NCAA Basketball: Big East Conference Tournament-Seton Hall vs Marquette Noah K. Murray-USA TODAY Sports

Tomorrow the South Carolina Gamecocks will embark on an unfamiliar journey when they play in the first round of the NCAA tournament. A tournament win would be South Carolina’s first since 1973 and would catapult not only Frank Martin but Sindarious Thornwell into a special place in South Carolina basketball history.

Ahead of tomorrow’s game I chatted with Andrew Fleck of SB Nation’s Marquette Golden Eagles blog Anonymous Eagle. Appropriate for a school in Milwaukee, we gave Andrew a six pack of questions to fill us in on who exactly Marquette is.


1) For a school with considerably more basketball history than South Carolina, how do you compare this season with those in Marquette's past? Y’all have a pretty decent history of successful basketball.

Wildly frustrating and yet, very rewarding.

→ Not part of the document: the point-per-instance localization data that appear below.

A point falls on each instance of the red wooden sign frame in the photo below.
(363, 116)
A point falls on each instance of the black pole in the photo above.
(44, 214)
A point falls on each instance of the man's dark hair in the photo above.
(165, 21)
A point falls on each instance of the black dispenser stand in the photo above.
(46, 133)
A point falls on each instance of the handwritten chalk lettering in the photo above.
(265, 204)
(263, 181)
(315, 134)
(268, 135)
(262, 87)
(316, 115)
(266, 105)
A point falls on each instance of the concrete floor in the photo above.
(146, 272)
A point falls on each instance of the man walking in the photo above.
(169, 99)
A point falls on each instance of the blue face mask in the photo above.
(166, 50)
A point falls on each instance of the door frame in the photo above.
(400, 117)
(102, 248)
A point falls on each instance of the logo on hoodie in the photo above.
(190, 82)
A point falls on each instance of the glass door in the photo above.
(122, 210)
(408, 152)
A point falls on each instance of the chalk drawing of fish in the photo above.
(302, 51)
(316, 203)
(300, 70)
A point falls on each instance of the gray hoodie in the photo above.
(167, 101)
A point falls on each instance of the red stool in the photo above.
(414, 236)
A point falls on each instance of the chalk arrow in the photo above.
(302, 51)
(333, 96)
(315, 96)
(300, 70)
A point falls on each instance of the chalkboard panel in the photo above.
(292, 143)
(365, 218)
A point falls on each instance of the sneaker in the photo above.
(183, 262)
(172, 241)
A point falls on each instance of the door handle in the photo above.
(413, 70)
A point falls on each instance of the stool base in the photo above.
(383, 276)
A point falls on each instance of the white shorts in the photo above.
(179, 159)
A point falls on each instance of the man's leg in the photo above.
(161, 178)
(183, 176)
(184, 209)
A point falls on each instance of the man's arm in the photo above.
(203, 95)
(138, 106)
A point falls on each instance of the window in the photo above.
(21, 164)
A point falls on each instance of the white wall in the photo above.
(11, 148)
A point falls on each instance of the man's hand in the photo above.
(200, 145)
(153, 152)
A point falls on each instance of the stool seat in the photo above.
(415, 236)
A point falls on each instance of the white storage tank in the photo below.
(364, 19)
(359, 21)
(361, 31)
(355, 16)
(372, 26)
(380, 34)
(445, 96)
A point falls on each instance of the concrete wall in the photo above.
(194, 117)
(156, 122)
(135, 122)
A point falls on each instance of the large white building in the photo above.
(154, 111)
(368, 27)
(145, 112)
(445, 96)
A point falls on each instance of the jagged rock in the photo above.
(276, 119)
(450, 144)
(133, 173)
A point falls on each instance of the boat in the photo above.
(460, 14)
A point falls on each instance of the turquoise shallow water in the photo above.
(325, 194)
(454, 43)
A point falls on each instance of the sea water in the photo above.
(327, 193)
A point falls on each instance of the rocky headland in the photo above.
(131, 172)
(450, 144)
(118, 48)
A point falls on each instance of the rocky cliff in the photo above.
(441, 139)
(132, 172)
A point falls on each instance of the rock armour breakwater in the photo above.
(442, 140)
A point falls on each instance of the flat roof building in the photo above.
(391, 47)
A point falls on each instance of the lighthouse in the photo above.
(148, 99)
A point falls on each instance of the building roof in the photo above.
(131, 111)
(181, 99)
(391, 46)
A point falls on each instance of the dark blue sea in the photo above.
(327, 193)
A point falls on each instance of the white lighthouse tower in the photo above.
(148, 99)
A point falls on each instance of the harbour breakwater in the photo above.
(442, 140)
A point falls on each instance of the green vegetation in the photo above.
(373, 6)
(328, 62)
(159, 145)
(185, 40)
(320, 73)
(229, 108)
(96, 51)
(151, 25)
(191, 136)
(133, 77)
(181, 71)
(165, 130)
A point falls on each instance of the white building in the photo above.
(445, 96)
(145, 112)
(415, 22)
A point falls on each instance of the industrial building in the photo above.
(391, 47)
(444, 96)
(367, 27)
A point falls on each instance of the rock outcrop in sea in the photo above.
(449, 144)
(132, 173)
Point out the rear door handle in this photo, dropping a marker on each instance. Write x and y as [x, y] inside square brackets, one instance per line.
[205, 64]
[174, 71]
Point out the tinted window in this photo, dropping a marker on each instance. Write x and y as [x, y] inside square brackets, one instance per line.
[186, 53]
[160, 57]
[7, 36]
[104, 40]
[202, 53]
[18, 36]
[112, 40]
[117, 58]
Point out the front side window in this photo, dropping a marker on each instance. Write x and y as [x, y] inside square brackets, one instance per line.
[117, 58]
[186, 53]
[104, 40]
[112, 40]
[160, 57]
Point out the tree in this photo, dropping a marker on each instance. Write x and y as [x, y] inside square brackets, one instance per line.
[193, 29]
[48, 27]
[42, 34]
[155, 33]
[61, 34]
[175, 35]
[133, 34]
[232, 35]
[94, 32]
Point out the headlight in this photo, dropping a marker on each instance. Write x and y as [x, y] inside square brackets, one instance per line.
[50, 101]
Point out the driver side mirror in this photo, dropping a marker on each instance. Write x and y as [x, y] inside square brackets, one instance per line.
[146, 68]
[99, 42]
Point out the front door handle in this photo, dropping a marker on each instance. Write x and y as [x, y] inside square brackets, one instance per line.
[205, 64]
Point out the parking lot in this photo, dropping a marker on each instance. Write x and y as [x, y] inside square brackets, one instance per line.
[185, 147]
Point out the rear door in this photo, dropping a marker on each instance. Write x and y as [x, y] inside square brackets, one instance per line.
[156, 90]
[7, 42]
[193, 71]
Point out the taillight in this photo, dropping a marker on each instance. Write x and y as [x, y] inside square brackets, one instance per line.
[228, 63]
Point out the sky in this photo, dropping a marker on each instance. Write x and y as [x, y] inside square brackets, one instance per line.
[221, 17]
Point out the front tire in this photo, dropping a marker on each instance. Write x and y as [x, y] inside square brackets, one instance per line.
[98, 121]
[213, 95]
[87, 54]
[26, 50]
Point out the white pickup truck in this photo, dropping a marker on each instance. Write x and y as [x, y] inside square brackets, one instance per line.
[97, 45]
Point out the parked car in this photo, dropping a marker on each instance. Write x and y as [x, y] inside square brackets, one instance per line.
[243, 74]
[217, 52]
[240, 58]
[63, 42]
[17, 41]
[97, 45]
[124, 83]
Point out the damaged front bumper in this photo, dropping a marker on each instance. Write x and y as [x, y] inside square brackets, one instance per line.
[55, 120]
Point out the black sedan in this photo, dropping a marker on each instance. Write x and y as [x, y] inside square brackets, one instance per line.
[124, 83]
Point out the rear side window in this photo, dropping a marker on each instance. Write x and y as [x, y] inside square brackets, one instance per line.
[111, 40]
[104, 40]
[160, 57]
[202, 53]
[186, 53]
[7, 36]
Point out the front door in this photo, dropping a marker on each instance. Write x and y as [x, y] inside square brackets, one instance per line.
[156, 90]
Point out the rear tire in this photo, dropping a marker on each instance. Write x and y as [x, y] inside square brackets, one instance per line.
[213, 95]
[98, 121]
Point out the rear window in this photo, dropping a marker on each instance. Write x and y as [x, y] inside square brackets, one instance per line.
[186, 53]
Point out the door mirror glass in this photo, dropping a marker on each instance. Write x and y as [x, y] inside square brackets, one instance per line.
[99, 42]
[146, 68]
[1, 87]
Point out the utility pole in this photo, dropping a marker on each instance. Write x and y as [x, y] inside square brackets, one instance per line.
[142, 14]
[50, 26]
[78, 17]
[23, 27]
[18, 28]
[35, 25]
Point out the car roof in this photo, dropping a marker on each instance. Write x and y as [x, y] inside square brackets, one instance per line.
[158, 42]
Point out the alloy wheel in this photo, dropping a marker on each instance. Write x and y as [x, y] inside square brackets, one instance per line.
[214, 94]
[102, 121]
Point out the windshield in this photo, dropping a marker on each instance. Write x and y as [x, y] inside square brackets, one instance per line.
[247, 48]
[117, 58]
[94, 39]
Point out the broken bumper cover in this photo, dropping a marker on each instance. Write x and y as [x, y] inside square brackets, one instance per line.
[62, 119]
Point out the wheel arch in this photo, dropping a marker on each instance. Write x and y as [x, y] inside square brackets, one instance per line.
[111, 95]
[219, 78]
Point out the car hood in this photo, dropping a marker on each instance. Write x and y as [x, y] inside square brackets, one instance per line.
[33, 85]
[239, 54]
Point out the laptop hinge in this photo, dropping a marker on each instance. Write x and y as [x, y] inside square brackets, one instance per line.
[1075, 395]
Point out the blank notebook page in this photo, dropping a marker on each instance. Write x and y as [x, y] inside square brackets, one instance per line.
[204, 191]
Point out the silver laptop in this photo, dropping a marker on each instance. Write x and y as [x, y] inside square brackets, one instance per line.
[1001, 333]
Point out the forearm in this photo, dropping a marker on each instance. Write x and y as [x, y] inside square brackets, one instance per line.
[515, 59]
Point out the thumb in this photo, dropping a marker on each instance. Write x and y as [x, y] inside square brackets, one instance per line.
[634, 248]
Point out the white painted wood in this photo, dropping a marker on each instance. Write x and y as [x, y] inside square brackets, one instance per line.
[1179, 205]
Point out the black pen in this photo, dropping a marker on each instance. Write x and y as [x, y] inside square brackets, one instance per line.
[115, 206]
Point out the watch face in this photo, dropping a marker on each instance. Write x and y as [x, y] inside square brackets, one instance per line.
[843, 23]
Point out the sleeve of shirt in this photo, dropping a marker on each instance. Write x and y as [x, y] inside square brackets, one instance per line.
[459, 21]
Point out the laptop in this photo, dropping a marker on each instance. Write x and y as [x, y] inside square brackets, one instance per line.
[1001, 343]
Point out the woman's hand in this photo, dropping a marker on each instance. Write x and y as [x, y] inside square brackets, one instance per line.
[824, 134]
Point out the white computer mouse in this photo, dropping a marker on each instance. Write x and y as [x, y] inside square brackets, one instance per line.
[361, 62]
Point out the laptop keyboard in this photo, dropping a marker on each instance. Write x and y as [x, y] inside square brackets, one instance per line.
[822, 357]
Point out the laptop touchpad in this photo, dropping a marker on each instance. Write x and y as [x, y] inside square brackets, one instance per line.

Prior to this season, Marquette's last three NCAA tournament appearances resulted in two Sweet 16 appearances and an Elite Eight. Those were the last three years of an eight year run of tourney bids, and for the most part, all of those teams were pretty solid locks to get to the tournament by the time Valentine's Day rolled around on the calendar, or at the very least by the time the calendar flipped to March.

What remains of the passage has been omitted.